Google on Wednesday launched a free app called “Bolo” that parents can download to help primary grade children improve their Hindi and English reading skills.

Launched in India first, the app is designed to work offline and comes with a built-in reading buddy, “Diya”, who encourages, aids, explains, and corrects the child, as they read aloud.

Google said it would not collect any data on children through the app and it would not have any advertisement.

“Nothing is ever sent to Google through the app – not even the voice samples,” Nitin Kashyap, Product Manager, Google India, told IANS, adding that the app is meant for just 10-15 minutes of daily use.

He added that because the app works offline, there is less chance that children would get distracted and they would start doing something else online.
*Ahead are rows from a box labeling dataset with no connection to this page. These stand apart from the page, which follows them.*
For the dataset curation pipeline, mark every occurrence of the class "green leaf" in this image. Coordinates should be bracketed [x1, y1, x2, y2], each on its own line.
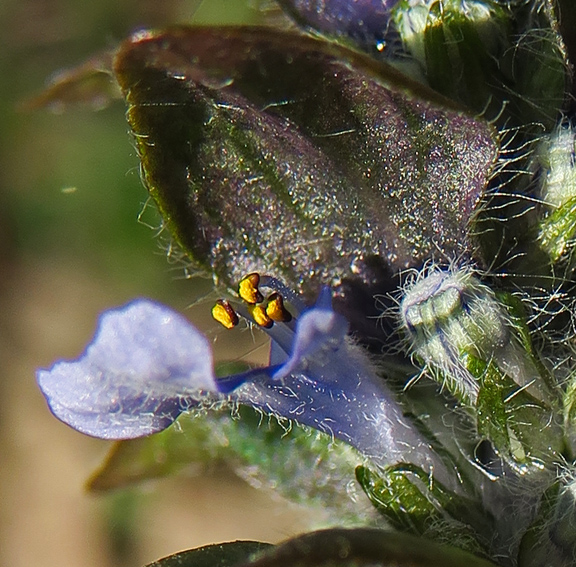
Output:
[146, 541, 272, 567]
[230, 529, 494, 567]
[88, 406, 374, 525]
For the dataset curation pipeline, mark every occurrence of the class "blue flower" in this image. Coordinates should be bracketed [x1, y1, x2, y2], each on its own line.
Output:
[37, 289, 452, 484]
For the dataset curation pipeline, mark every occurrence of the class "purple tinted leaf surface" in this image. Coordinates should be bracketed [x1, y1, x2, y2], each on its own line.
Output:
[115, 27, 497, 297]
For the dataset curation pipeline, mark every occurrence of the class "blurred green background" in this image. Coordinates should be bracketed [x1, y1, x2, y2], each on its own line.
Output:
[0, 0, 316, 567]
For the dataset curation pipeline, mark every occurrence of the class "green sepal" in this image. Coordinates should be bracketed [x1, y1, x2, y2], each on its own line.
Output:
[496, 292, 559, 394]
[462, 353, 565, 474]
[518, 479, 576, 567]
[356, 464, 492, 557]
[539, 197, 576, 263]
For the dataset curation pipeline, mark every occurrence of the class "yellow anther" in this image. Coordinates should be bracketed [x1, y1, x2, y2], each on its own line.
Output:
[238, 273, 264, 305]
[266, 292, 292, 323]
[248, 305, 274, 329]
[212, 299, 238, 329]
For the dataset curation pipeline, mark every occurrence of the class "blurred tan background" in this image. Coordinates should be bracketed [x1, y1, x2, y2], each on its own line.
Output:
[0, 0, 316, 567]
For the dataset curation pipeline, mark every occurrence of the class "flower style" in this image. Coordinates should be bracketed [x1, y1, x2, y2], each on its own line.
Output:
[38, 282, 449, 482]
[31, 0, 576, 567]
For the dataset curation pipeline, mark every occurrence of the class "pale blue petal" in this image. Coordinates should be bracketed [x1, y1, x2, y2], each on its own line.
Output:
[272, 288, 348, 380]
[37, 300, 218, 439]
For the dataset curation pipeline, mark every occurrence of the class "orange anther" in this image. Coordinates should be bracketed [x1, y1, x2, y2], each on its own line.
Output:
[248, 305, 274, 329]
[212, 299, 238, 329]
[266, 292, 292, 323]
[238, 273, 264, 305]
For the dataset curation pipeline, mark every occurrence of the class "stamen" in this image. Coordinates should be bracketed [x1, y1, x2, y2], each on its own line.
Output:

“But should children get access to the phone or not is one area where we would not like to take a position on. That is a personal decision that every parent should make for their child,” Kashyap said.

Google
The Google logo is seen at a start-up campus in Paris, France, Feb. 15, 2018. VOA

Google said it has been piloting Bolo with over 900 children in 200 villages in Uttar Pradesh with the help of ASER Centre, a research and assessment unit of Pratham Education Foundation.

With the app, 64 per cent of children showed an improvement in reading proficiency in just three months, it added.
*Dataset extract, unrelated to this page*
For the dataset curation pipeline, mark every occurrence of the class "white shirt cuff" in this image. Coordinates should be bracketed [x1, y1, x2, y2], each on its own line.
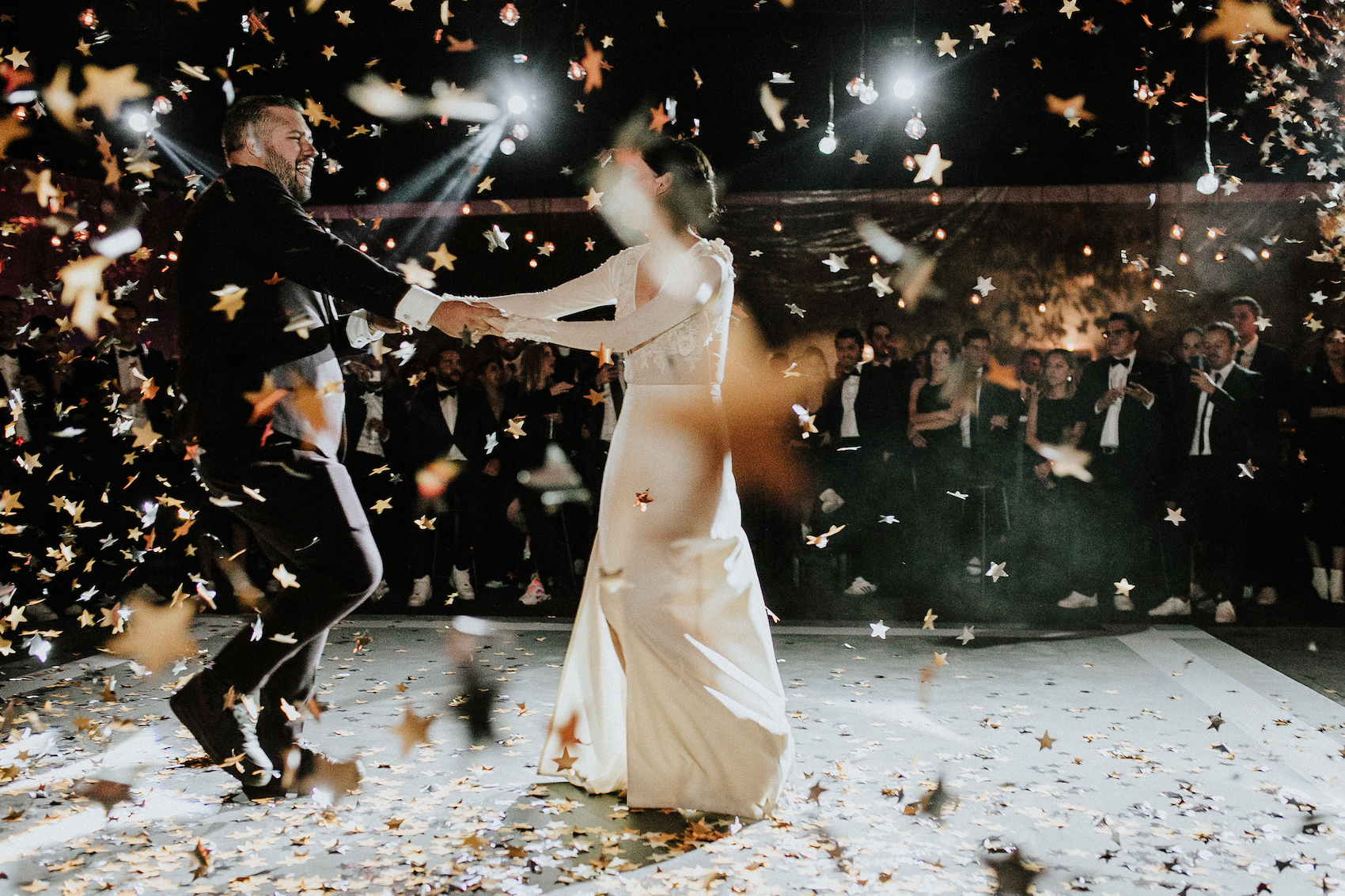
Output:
[346, 308, 384, 349]
[392, 286, 444, 330]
As per the ASER 2018 report, of all the students enrolled in grade 5 in rural India, only about half can confidently read a grade 2 level textbook. Lack of reading ability can significantly impact further education, and ultimately the children’s ability to realise their full potential.
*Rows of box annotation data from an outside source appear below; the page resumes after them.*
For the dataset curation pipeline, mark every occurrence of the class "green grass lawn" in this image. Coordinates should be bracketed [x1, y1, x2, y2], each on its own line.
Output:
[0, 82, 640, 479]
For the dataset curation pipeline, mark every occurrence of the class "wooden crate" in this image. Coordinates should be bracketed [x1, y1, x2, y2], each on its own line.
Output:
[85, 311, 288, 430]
Also Read- Apple Continues to Rule The Global Wearables Market

“With Bolo, we aim to encourage and engage kids so their love for reading grows and it becomes a daily habit. We believe that technology can be a powerful enabler, and we want to ensure that students, parents, teachers and the education ecosystem, benefit from it,” Kashyap said.

All the reading material on the app is completely free and the initial catalogue from Storyweaver.org.in includes 50 stories in Hindi and 40 in English, Google said, adding that it plans to add more stories soon. (IANS)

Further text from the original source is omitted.